I spent a few moments this morning catching up on blogs I have negelected to read over the last few weeks. I’m still about a month behind.
An article in the Spectator by A. N. Wilson, the novelist and biographer, caught my eye. Wilson had what he described as “a road to Damascus experience” in his conversion to atheism 20 years ago. However, he says, “My doubting temperament, … made me a very unconvincing atheist.” There has been a slow return to Christianity since then. Here are a couple of paragraphs:
When I think about atheist friends, including my father, they seem to me like people who have no ear for music, or who have never been in love. It is not that (as they believe) they have rumbled the tremendous fraud of religion – prophets do that in every generation. Rather, these unbelievers are simply missing out on something that is not difficult to grasp. Perhaps it is too obvious to understand; obvious, as lovers feel it was obvious that they should have come together, or obvious as the final resolution of a fugue.
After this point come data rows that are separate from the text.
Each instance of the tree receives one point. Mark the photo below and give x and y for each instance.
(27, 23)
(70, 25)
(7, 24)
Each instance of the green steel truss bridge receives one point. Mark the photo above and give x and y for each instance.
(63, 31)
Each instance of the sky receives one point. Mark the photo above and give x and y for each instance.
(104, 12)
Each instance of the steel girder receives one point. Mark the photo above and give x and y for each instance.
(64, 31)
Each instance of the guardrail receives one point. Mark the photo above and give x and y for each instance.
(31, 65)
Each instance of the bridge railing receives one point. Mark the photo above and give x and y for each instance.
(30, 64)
I haven’t mentioned morality, but one thing that finally put the tin hat on any aspirations to be an unbeliever was writing a book about the Wagner family and Nazi Germany, and realising how utterly incoherent were Hitler’s neo-Darwinian ravings, and how potent was the opposition, much of it from Christians; paid for, not with clear intellectual victory, but in blood. Read Pastor Bonhoeffer’s book Ethics, and ask yourself what sort of mad world is created by those who think that ethics are a purely human construct. Think of Bonhoeffer’s serenity before he was hanged, even though he was in love and had everything to look forward to.
These are great observations. I do not have an ear for music (well, not for classical – as someone brought up on the rock music of the seventies, I have an ear for that), and there have been moments when I have completely poo-pooed classical as nonsense. Now that I am a bit older and wiser I realise how pompous is that form of “nothing-buttery” (as Prof Donald MacKay of Keele would have said). There is something there even though I do not know it or understand it. Atheists are in the same category, I think, hanging on to the “nothing-buttery” of materialism.